By Clyde Mooney
Under the weight of massive debt and ongoing burdensome lease arrangements, Australia’s largest specialist hotel and gaming owner and operator has been forced into receivership.
A media release by receivers PPB Advisory has announced the appointment of Stephen Longley, Jack Bournelis and Marcus Ayres as receivers and managers of National Leisure & Gaming (NLG).
NLG operate a portfolio of 35 venues, with 30 in NSW and five in Queensland.
The publicly listed company has been struggling for the past couple of years, with its share price languishing recently around 0.4c per share.
In June American finance giant Goldman Sachs, representing a conglomerate of New York hedge funds, quietly bought NLG’s senior debt, which knocked another 30 percent off its share value.
Today’s official press release states that “The receivers and the financiers recognise that the board of NLG has performed admirably under trying circumstances. However, despite strong operational performance, it has not been possible for the company to address long-term structural issues relating to onerous leases at certain venues.”

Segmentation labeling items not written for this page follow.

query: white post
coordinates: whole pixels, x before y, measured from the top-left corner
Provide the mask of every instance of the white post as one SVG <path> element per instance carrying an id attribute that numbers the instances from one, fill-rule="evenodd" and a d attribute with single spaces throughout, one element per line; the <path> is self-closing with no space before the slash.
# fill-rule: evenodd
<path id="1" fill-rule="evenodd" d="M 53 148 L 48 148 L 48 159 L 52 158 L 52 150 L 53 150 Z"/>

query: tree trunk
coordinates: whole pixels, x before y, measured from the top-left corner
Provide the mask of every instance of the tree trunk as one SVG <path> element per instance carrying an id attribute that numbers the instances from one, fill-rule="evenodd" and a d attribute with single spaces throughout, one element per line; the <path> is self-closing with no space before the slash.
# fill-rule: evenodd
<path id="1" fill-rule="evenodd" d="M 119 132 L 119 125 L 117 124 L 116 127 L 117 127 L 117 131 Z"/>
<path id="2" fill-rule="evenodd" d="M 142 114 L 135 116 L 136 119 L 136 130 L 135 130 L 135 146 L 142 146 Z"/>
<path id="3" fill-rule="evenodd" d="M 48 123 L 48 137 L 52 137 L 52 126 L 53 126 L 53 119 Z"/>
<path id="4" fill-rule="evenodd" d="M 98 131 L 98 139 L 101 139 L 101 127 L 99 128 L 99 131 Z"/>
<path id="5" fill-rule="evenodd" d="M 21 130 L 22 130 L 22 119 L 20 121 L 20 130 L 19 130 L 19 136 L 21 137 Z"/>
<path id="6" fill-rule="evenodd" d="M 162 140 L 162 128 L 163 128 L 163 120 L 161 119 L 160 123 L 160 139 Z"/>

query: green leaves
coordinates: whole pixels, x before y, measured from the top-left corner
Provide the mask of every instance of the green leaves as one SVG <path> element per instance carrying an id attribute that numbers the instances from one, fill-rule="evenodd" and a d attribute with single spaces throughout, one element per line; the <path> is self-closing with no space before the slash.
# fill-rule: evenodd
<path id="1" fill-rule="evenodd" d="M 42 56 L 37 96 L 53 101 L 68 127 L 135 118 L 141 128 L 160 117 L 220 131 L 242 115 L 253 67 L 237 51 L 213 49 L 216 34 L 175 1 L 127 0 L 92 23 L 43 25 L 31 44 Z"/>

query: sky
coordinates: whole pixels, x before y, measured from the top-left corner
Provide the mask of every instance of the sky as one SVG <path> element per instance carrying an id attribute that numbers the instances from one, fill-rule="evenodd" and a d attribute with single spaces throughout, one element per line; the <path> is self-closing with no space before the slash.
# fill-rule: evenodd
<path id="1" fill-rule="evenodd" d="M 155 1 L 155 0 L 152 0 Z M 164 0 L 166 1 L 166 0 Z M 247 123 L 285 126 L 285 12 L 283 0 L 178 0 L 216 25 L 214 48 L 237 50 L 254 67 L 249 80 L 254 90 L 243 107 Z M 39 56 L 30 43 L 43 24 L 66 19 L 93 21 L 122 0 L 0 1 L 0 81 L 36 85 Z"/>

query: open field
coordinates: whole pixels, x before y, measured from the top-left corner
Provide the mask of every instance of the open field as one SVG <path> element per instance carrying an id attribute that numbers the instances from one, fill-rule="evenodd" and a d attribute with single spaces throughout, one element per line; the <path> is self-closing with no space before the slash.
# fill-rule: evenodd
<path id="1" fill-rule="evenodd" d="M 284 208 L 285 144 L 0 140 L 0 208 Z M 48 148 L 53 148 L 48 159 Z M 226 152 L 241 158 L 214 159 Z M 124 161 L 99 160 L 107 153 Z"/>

Speaking to TheShout, Longley said PPB Advisory and NLG management they will work closely with stakeholders to ensure the best outcome.
“PPB Advisory is currently undertaking a review of the business and is working with NLG’s management team to better position the hotel portfolio for future success.”
NLG CEO Dan Brady, and general manager of marketing and commercial, Alistair Flower, were not able to comment at this stage.
Craig Laundy resigned as a non-executive director of the company earlier this week.